Which of the following Lanthanoid ions is diamagnetic?

[Atomic number of Ce = 58, Am = 62, Eu= 63, Yb = 70]

\(Yb^{2+}\)

The correct answer is option 4. \(Yb^{2+}\).

Lanthanoids are elements with atomic numbers 57 to 71, and they typically have their outermost electrons in the 4f and 5d orbitals. For each lanthanoid ion, we need to determine its electronic configuration after ionization and check for unpaired electrons. Diamagnetic substances have all their electrons paired, resulting in no net magnetic moment.

Here is a step-by-step explanation for each ion:

1. \(Ce^{2+}\) (Cerium Ion)

Atomic Number of Ce: 58

Ground-State Electron Configuration: \([Xe] 4f^1 5d^1 6s^2\)

Here, cerium has 1 electron in the \(4f\) orbital, 1 electron in the \(5d\) orbital, and 2 electrons in the \(6s\) orbital.

For \(Ce^{2+}\): Two electrons are removed: one from the \(6s\) orbital and one from the \(5d\) orbital. The resulting configuration is \([Xe] 4f^1\).

Unpaired Electrons: There is 1 unpaired electron in the \(4f\) orbital.

Magnetic Property: Paramagnetic, due to the presence of an unpaired electron.

2. \(Sm^{2+}\) (Samarium Ion)

Atomic Number of Sm: 62

Ground-State Electron Configuration: \([Xe] 4f^6 6s^2\)

Here, samarium has 6 electrons in the \(4f\) orbitals and 2 electrons in the \(6s\) orbital.

For \(Sm^{2+}\): Two electrons are removed from the \(6s\) orbital. The resulting configuration is \([Xe] 4f^6\).

Unpaired Electrons: In the \(4f\) orbitals, there are 4 unpaired electrons.

Magnetic Property: Paramagnetic, due to the presence of unpaired electrons.

3. \(Eu^{2+}\) (Europium Ion)

Atomic Number of Eu: 63

Ground-State Electron Configuration: \([Xe] 4f^7 6s^2\)

Here, europium has 7 electrons in the \(4f\) orbitals and 2 electrons in the \(6s\) orbital.

For \(Eu^{2+}\): Two electrons are removed from the \(6s\) orbital. The resulting configuration is \([Xe] 4f^7\).

Unpaired Electrons: In the \(4f\) orbitals, there are 7 unpaired electrons.

Magnetic Property: Paramagnetic, due to the presence of unpaired electrons

4. \(Yb^{2+}\) (Ytterbium Ion)

Atomic Number of Yb: 70

Ground-State Electron Configuration: \([Xe] 4f^{14} 6s^2\)

Here, ytterbium has 14 electrons in the \(4f\) orbitals and 2 electrons in the \(6s\) orbital.

For \(Yb^{2+}\): Two electrons are removed from the \(6s\) orbital.

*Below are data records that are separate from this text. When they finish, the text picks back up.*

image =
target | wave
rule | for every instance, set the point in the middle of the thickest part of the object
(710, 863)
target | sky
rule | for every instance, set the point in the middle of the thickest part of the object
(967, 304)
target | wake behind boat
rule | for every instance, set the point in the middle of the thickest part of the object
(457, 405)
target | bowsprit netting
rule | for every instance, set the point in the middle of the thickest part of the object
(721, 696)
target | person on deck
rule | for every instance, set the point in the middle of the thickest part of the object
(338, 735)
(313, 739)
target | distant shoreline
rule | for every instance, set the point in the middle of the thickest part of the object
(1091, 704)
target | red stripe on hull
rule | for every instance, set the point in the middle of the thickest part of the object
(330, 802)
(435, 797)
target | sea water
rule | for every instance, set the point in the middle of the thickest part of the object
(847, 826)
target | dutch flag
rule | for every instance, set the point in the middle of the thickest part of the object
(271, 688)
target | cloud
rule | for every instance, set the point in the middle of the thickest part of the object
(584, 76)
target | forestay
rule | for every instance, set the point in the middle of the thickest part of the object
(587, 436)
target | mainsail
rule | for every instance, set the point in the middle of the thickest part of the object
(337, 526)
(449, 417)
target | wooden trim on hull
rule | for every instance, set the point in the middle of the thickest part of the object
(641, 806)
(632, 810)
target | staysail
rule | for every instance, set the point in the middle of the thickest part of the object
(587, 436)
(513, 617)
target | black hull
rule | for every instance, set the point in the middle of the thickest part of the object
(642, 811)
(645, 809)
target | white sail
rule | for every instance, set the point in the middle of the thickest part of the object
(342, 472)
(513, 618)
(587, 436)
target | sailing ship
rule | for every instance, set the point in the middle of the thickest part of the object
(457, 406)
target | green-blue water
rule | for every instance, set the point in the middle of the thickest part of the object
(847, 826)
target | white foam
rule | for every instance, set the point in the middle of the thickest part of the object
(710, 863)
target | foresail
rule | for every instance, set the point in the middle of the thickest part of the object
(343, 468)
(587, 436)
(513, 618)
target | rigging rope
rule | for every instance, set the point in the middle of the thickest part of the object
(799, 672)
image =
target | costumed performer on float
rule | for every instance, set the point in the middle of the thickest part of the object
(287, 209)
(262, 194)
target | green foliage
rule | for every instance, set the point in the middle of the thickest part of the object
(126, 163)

The resulting configuration is \([Xe] 4f^{14}\).

Unpaired Electrons: In the \(4f\) orbitals, all electrons are paired.

Magnetic Property: Diamagnetic, as there are no unpaired electrons.

Summary

Diamagnetic ions have all their electrons paired, resulting in no net magnetic moment. \(Ce^{2+}\), \(Sm^{2+}\), and \(Eu^{2+}\) are paramagnetic due to unpaired electrons in their \(4f\) orbitals. \(Yb^{2+}\) is diamagnetic because all electrons in the \(4f\) orbitals are paired.

Therefore, the correct answer is Option 4: \(Yb^{2+}\).